Another morning, another major media conglomerate announces it will monetize its video assets. Tuesday, CBS announced plans to create a 24-hour video-based news Web site featuring free video clips of its journalists’ reporting. An obvious attempt to capitalize on the burgeoning online video ad market, it fuels a fire already burning in advertisers’ (and analysts’) bellies.
All this buzz surrounding video inventory raises a question that doesn’t get the attention it deserves: when should a campaign utilize in-stream video advertising, and when should it utilize in-page video advertising? There are advantages to using one, or both, as part of an effective campaign.
So let’s examine the two.
Where the Buzz Is
In-stream video ads are often what all the excitement’s about. They typically run before (pre-roll) or after (post-roll) a requested video online. You might want an in-stream ad if you want to run a standard :15 or :30 TV spot. If you’re only concerned with increasing the frequency of a broadcast-style ad, this is the place to be at a minimum.

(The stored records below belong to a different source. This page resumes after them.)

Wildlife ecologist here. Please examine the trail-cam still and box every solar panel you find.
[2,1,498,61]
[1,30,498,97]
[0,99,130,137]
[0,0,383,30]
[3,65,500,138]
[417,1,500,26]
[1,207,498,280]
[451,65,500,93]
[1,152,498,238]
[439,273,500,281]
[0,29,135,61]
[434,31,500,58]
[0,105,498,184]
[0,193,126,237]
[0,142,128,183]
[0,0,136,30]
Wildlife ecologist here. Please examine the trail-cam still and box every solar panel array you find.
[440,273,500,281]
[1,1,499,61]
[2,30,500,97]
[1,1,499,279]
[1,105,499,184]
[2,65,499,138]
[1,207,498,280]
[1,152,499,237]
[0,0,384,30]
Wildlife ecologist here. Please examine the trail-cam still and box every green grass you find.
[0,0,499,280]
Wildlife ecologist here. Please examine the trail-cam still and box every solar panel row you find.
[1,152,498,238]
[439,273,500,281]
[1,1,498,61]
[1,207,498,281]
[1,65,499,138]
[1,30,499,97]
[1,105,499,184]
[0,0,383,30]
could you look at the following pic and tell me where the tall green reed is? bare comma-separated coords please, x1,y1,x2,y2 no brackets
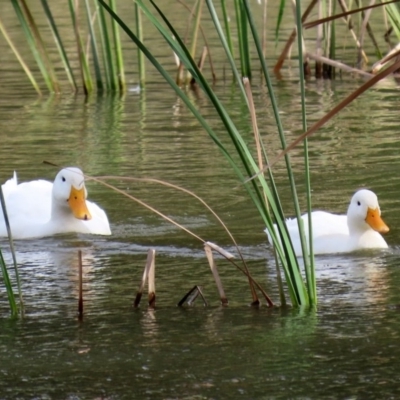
4,1,400,92
4,0,128,93
0,186,22,317
98,0,316,306
11,0,59,92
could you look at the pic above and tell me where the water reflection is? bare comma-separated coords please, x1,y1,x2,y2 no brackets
1,10,400,396
266,249,394,307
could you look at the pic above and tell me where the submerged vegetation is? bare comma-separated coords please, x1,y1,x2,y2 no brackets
1,0,400,314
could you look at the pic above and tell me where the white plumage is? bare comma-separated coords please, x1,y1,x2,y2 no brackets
266,189,389,255
0,167,111,239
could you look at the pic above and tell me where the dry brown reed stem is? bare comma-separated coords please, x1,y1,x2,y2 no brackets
147,249,156,308
274,0,318,74
262,0,267,59
357,0,375,68
243,78,281,308
205,241,234,259
0,19,42,96
84,174,272,304
41,161,273,305
198,46,207,71
134,249,156,308
315,0,323,78
205,242,273,306
306,53,373,77
338,0,369,65
303,0,400,29
91,176,240,258
250,58,400,177
204,244,229,305
242,78,267,210
372,44,400,73
78,249,83,319
241,77,265,304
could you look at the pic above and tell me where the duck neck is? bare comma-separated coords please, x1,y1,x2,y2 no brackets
51,199,71,221
347,218,368,237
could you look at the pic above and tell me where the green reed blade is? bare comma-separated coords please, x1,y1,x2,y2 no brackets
275,0,286,47
238,0,251,78
0,249,18,316
234,0,246,77
148,0,307,305
205,1,247,99
19,0,60,92
97,0,271,301
134,3,145,87
11,0,57,92
40,0,78,91
0,19,42,95
243,0,310,298
68,0,93,94
109,0,125,91
98,1,117,91
294,0,316,304
221,0,234,56
384,2,400,39
117,0,304,305
84,0,103,91
0,186,20,316
98,0,308,305
96,1,111,90
185,0,204,84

Make sure you take advantage of increased exposure time with adjoining ad placements. The most recent versions of publishers’ media players make this standard. After a consumer’s exposed to a :15 spot, for example, she sees a supporting 300 x 250 ad unit adjacent to it. This maximizes exposure time and the opportunity to elicit a click. Click-through is good when there isn’t much measurement from simply streaming an in-page video.

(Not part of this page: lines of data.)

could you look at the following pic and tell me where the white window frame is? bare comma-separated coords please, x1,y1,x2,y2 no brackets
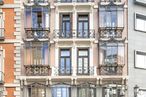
135,13,146,32
137,89,146,97
135,50,146,69
0,12,4,37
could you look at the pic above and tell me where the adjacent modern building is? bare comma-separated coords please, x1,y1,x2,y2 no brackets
128,0,146,97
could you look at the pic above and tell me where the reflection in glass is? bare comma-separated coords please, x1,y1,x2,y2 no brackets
99,42,124,65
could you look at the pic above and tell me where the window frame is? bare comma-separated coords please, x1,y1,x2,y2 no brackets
24,7,49,28
24,42,49,65
134,50,146,69
135,13,146,33
77,13,89,38
99,5,124,28
77,87,96,97
27,83,46,97
59,48,72,75
99,42,125,66
52,85,71,97
59,13,72,38
77,48,89,75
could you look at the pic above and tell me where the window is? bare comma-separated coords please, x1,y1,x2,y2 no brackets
135,13,146,32
135,51,146,69
28,83,46,97
102,87,121,97
0,50,3,83
77,14,89,38
77,0,88,2
78,87,95,97
25,7,49,28
24,42,49,65
59,49,71,75
137,89,146,97
59,0,72,3
60,14,72,38
77,49,89,75
52,86,71,97
99,6,124,28
99,42,124,65
0,13,4,38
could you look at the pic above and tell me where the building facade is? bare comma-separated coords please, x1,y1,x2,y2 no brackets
128,0,146,97
0,0,21,97
1,0,128,97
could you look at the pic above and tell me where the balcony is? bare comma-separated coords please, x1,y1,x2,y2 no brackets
53,29,95,41
0,0,4,5
52,67,94,76
0,28,4,40
24,0,49,6
24,65,51,76
0,71,4,84
77,67,94,75
98,5,124,39
24,28,49,41
99,29,122,39
99,65,123,75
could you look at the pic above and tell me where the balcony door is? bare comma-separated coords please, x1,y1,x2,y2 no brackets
77,15,89,38
59,49,71,75
60,14,72,38
77,49,89,75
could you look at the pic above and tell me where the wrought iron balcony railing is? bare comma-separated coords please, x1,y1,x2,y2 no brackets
77,67,94,75
24,28,49,40
52,67,95,76
0,28,4,40
54,29,95,39
55,0,94,3
99,30,122,39
24,65,51,76
0,71,4,84
58,68,72,75
0,0,4,5
99,65,123,75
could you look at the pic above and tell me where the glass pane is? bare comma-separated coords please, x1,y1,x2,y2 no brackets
84,58,88,73
42,43,48,65
83,22,88,37
43,8,49,28
62,88,67,97
66,58,71,73
52,87,70,97
25,8,32,28
57,88,61,97
78,22,83,37
99,11,105,27
136,18,145,31
78,58,83,73
61,50,70,57
111,11,117,27
79,50,88,56
117,10,123,27
60,58,65,72
118,44,124,64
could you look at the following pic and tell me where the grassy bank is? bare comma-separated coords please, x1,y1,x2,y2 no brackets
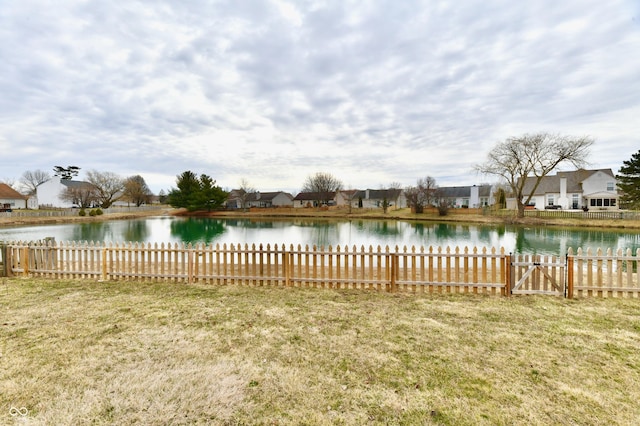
2,278,639,424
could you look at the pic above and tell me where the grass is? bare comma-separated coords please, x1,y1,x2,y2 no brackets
1,278,640,425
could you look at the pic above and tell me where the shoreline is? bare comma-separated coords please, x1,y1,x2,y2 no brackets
1,206,639,231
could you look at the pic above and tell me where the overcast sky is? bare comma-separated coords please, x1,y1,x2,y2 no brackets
1,0,639,194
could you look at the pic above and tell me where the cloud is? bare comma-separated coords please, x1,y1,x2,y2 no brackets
1,0,639,193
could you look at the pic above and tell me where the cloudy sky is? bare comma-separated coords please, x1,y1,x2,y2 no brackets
1,0,639,194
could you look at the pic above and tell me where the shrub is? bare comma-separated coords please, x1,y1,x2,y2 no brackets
95,208,104,215
89,209,97,216
78,208,86,216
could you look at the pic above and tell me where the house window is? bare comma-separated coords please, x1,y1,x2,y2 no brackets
607,182,614,191
611,199,617,207
547,195,554,206
604,199,610,207
572,194,579,209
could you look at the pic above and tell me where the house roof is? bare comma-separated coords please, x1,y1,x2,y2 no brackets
521,169,614,196
0,183,26,200
60,179,94,189
438,185,492,198
246,191,293,202
353,189,403,200
293,192,336,201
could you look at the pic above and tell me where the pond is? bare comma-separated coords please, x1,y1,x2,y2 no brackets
1,216,640,256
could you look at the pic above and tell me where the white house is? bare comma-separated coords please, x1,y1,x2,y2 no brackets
518,169,620,210
227,191,294,209
343,189,406,209
438,185,494,208
36,178,95,208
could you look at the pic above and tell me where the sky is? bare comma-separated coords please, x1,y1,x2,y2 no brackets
1,0,639,195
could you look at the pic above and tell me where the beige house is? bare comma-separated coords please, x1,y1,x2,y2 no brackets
517,169,620,211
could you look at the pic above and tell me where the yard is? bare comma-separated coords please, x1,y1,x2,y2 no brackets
1,278,639,425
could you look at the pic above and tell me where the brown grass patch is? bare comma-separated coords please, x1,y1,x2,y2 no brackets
1,278,639,424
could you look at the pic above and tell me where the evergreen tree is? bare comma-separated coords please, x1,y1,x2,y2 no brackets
167,171,228,211
616,150,640,209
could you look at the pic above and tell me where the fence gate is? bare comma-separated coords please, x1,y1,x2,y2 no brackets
511,255,566,296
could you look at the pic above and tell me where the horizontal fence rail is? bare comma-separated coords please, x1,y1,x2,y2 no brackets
486,209,640,221
3,241,639,298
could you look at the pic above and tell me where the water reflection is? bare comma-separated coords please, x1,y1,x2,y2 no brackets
1,216,639,256
170,218,226,244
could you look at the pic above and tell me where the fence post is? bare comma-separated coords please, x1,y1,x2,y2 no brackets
101,247,108,281
0,243,5,277
22,246,29,277
566,253,574,299
284,249,290,287
389,253,398,292
188,249,194,284
503,254,511,296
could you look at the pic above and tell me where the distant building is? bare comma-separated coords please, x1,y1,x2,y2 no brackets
514,169,620,210
0,183,27,210
339,189,406,208
36,178,95,208
227,191,293,209
437,185,494,208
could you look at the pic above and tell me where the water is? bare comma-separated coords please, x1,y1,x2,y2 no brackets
1,216,639,256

Also consider an in-stream ad if your TV spot is fairly irrelevant to the content it precedes (but hopefully is relevant to the demographic). You’ll have a captive audience. In-stream advertising is among the most expensive online ad formats. It’s also shown to a captive audience that can’t click away — unless they decide not to watch content they requested.

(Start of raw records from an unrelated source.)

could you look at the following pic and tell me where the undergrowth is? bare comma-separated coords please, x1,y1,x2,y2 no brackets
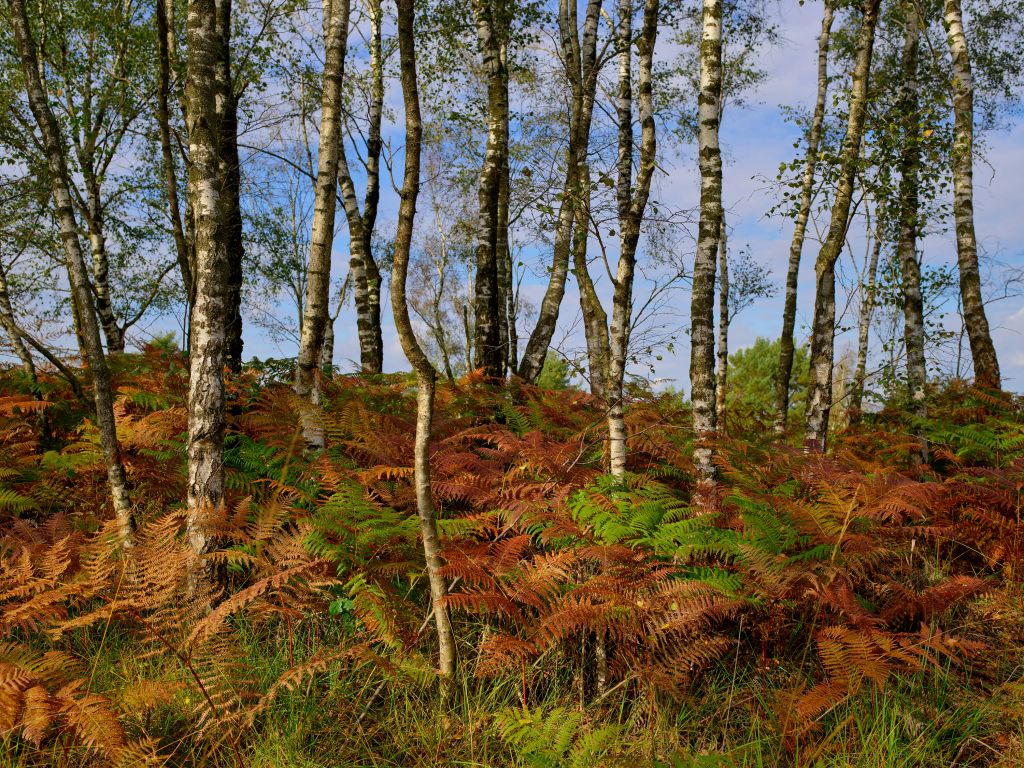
0,349,1021,766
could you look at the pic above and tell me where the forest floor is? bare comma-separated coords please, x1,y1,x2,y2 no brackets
0,349,1022,767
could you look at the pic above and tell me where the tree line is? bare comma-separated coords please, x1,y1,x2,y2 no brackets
1,0,1021,670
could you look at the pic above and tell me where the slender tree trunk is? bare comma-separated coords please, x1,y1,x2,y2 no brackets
295,0,350,450
157,0,194,307
0,259,51,443
851,216,882,413
8,0,133,543
0,259,35,377
942,0,1000,389
804,0,880,452
573,175,609,400
774,1,834,435
322,273,349,377
338,0,384,374
392,0,456,678
607,0,658,479
690,0,723,485
184,0,230,576
714,216,729,425
472,0,510,379
82,192,125,353
897,4,927,451
215,0,245,373
517,0,601,383
497,135,513,375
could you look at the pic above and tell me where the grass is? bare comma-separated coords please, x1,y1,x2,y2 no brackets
4,608,1020,767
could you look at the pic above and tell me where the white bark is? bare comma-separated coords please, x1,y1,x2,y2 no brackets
690,0,723,487
184,0,231,576
942,0,1000,389
295,0,351,449
392,0,457,678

Many advertisers simply dump their TV spots onto the Web. Sure, that’s the least expensive (read: practically free) way to produce online advertising. It also may be the least effective. Spots that play well on 26 in. TV screens will look distinctly different (and possibly be less effective) when they run in a 320 x 240 pixel window.
Additionally, if the same message can be delivered in 10 seconds (a nonstandard broadcast ad length), why not edit the original down? This year, Cadillac ran an ad to promote the fact its cars can go from 0 to 60 mph in under five seconds. The ad itself was five seconds long — and probably the most effective video ad I’ve seen this year.
Advertisers don’t take enough advantage of the medium’s interactivity. Richly interactive in-stream advertising can turn an informational monologue into a dialogue with consumers. Many rich media vendors offer solutions in this vein. Click-throughs can increase dramatically with interactivity.
In-page video ads haven’t receive the same notoriety as in-stream, primarily because they don’t make publishers as much money. Running in IAB-standard-sized ad units, in-page video ads offer a less expensive alternative, but they require more production time and a comprehensive understanding of what works. Yet interaction with this video ad type is more measurable because more content and more choices are delivered to the consumer.
These ads can begin to play either as the page loads or upon request. Both offer distinct advantages and drawbacks. The video is seen by more people if it plays while the page loads. Yet it’s likely to be played without sound (which normally requires a consumer interaction), lessening the impact.
Video playing upon request means fewer people actually see the video. Those who do asked to see it, making it more effective. Interactions with this video ad form are also more measurable than the standard in-page video ad.
We run a lot of in-page video inventory for our clients and we’ve seen consumer interaction time as high as three minutes on many campaigns. The reason isn’t only because we can have many minutes of video stream to an ad, but also the fact it can be supported by significant amounts of information and interactivity.
In-page video also offers video manipulation, allowing consumers to expand the video or to make it full-screen. Having this kind of control empowers consumers to have a more effective branding experience and to view the video more than once. If a video is engaging or entertaining enough, it can happen.
Video should be a major component of any online branding campaign. Examine the multiple formats available. In-stream video costs more to run (but likely less per video stream) yet it offers a larger, more captive audience. It only works well when the message is relevant to the content and optimized for the medium. In-page video provides more content opportunities and costs less (but likely more per video stream). Yet it requires the advertiser to captivate the audience. The creative around the video is as important (if not more so) as the video itself.
Deciding which format to use? Make the choice an educated one.